Notes from Call on 20140411
- Deb, Matt, Bertram, Bruce, Dave
Please use the Google Doc:
DataONE_Renewal_Proposal/20140407_Panel_Questions/Phase_II_CI_Schedule
https://docs.google.com/document/d/1Oij7wCagOxG-WiOGXIFcrmzT5K9JvUg_wXY3tglLS5U/edit
Notes-
- Maintenance must stay in, though could be reduced early on with the observation that we should be in good shape coming out of Phase I
- We will have lots of MN software stacks available or in late beta stage, so can push the slender node stuff back. Important though to ensure that a developer is available for pushing MN implementations through testing / deployment activities.

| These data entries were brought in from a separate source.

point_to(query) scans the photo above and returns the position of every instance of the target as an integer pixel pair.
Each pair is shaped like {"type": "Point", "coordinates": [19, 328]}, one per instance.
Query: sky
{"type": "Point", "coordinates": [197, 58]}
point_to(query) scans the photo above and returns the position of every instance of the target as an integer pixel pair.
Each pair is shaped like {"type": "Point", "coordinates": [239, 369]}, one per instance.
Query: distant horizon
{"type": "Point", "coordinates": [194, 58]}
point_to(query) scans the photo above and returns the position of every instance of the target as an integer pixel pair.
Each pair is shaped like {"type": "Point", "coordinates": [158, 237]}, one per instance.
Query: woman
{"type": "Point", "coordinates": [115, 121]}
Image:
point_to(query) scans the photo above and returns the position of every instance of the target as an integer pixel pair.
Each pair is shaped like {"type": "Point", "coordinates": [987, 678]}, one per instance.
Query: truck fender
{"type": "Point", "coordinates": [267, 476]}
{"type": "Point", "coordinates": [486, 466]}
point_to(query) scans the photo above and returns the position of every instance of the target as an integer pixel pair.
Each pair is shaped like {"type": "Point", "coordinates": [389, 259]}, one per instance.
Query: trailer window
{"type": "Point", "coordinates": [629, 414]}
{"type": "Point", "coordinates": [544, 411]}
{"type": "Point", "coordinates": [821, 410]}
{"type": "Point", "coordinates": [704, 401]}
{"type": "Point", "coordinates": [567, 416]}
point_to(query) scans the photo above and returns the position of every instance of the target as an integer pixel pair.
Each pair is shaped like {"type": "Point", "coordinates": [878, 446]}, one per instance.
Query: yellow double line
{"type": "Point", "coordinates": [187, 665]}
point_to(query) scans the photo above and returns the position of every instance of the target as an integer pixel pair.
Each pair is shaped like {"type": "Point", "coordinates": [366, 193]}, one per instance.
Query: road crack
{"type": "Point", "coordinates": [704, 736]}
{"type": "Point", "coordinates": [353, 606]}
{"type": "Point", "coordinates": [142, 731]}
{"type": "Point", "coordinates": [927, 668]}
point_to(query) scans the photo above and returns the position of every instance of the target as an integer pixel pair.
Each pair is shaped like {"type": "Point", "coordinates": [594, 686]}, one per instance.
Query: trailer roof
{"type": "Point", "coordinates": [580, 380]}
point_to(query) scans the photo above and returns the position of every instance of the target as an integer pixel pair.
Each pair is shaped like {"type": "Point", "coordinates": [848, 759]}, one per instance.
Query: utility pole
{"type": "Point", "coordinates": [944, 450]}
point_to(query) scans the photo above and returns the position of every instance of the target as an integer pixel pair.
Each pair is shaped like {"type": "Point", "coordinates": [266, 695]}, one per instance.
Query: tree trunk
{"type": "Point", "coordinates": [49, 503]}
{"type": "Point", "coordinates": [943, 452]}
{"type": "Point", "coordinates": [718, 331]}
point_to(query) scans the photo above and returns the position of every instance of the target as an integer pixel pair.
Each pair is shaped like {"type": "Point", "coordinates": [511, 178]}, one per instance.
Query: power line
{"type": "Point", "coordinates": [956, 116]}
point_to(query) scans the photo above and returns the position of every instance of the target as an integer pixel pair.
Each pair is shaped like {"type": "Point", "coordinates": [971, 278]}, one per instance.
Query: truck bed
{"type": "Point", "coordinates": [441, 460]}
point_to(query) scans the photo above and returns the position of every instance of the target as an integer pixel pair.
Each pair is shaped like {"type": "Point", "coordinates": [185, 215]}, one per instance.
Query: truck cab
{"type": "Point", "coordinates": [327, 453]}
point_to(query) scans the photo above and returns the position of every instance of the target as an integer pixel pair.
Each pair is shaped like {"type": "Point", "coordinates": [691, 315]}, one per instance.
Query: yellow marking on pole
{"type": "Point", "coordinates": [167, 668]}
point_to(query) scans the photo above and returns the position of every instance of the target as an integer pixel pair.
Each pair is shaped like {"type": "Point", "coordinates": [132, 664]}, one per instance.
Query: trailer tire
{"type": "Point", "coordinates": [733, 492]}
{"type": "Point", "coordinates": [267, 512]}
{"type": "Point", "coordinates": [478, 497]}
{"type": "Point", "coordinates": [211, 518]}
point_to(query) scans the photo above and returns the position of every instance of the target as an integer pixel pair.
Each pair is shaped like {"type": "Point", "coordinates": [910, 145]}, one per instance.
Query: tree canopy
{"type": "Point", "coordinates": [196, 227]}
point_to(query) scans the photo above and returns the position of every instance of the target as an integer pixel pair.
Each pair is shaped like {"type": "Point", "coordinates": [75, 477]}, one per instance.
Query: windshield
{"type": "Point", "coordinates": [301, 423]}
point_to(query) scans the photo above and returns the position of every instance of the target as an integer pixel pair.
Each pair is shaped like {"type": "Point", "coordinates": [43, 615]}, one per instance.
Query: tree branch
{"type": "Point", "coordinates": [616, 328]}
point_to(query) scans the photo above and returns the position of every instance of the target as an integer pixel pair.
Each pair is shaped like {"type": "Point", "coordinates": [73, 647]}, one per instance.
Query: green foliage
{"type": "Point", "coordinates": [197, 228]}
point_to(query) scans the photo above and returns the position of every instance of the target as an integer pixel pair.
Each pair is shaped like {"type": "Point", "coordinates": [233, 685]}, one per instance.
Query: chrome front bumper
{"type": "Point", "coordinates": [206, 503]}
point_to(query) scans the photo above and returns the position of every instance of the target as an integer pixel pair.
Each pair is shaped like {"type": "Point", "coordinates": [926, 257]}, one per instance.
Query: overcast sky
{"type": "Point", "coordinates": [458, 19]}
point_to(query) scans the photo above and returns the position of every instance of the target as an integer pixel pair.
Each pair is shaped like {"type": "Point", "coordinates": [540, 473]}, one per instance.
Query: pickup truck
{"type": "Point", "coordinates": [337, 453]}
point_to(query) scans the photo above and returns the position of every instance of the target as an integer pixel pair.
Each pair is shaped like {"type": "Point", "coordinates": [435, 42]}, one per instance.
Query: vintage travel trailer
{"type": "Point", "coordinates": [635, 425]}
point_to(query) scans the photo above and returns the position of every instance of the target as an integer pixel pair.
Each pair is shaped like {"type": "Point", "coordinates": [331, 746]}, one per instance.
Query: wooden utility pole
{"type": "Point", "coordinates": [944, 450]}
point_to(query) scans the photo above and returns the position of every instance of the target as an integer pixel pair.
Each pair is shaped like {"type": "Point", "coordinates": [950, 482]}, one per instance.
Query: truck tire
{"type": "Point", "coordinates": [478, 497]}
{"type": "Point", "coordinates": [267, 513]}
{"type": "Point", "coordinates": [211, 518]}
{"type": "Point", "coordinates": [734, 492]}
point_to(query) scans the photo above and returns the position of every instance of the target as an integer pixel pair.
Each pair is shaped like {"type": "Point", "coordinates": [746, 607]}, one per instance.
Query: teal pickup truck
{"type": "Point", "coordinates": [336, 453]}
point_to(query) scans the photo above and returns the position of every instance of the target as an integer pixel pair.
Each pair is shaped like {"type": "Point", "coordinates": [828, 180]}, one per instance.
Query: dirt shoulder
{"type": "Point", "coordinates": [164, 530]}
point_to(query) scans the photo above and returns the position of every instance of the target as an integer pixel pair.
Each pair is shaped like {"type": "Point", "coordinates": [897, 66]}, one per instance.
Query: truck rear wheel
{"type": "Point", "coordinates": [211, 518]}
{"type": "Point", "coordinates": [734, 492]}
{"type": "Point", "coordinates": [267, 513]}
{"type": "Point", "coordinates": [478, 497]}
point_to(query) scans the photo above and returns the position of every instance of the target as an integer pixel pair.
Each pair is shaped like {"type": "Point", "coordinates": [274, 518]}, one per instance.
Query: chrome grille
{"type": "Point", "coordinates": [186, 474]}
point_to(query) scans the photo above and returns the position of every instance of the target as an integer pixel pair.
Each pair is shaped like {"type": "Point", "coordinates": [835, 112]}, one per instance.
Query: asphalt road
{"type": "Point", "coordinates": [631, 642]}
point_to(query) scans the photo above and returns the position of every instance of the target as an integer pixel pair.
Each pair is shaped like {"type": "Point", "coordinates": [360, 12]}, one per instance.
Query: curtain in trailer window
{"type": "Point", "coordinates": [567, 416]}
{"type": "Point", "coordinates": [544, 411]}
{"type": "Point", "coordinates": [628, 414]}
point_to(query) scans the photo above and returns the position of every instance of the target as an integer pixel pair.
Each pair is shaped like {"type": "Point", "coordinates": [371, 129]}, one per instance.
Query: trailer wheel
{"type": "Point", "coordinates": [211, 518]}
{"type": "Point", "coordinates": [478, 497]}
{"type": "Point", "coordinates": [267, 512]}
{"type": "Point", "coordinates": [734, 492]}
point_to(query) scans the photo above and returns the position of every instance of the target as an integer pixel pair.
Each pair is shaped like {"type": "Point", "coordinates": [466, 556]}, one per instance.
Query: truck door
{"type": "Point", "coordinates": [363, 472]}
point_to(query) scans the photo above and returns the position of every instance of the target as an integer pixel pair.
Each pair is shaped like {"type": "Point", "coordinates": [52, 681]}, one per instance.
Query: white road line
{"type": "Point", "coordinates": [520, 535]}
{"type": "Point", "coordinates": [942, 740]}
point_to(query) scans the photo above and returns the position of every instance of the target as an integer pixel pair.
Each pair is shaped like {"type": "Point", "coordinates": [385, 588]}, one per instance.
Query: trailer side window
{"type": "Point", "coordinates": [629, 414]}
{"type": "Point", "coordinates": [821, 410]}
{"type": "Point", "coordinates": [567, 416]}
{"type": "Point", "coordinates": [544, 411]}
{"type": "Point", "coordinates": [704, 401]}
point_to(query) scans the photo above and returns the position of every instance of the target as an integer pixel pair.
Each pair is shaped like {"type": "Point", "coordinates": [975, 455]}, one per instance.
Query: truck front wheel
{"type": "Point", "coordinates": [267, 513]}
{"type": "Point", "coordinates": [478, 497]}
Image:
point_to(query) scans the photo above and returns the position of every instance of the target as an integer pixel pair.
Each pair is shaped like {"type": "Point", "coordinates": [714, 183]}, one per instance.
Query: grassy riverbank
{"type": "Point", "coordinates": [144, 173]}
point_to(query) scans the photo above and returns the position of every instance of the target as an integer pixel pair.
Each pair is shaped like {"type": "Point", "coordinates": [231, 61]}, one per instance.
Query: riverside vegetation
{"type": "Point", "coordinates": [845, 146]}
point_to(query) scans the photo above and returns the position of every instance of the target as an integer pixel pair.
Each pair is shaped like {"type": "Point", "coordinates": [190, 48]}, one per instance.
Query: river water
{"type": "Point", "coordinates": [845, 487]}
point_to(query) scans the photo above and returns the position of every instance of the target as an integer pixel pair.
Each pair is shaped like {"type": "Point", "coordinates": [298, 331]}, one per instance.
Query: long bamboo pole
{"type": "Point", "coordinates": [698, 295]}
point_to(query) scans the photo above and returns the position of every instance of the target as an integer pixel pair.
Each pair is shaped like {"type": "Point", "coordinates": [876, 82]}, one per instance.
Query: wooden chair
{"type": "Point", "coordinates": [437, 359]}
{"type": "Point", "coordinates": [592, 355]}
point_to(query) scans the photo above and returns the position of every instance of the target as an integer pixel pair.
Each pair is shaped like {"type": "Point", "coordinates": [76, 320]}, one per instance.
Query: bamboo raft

- Exmplars for Provenance, Measuremnet Search, Data Services
- New infrastrucutre must operate on the DataONE services / capabilities
Resources
- 6 FTE total in current budget
- Lots of overlap of resources between semantics and prov
- need folks very familiar with topics AND also very familiar with DataONE infrastructure
- Scenario A (transfer 3 FTE from years 4/5 to years 1/2, one from each of the dev groups):
- Ben
- Postdoc 1 Deb's group
- Postdoc 2 Bertram's group
- Scenario B:
- additional 1 FTE from year 4/5 transferred to year 1/2
- Implementation support is essential as most of the domain expertise is low / no funding from DataONE
Identities:
- Ontology Czar
Schedule
- agreement on exchange formats
- at eleast minimum compatibility with standards, eg. prov-o
Month 1-6
Design
Month 7-12
Prototyping
Month 13-18
Hardening
Prototypes available now
-- OBOE/search UI (Mark and Matt's group)
-- OA/Prov annotation model (Matt and Mark's group)
-- Annotation framework (Deborah's group)
-- SemantECO search (Deborah's group)
-- Ontologies
-- Hydro use case ontologies
-- Salmon biology ontology
-- SBC Ontology
-- PROV-O
-- ProvONE model => implement in DataONE/link in DataONE
-- "RSV demo"
-- what was shown at the Reverse Site Visit ;-)
-- PBase & Provenance querying prototype(s) -- in various incarnations
-- implement the "figure" (from the proposal)!?
-- ReproZip
List of prototypes from Victor:
-ProvenanceExplorer: server backend developed on Postgres and working. Was not fully integrated with Web interface.
-ProvenanceAnalyzer: working through DLV implementation.
-RPQ processor: based on Postgres and works with the types of queries mentioned in the GraphQ paper. Generates equivalent datalog programs as well.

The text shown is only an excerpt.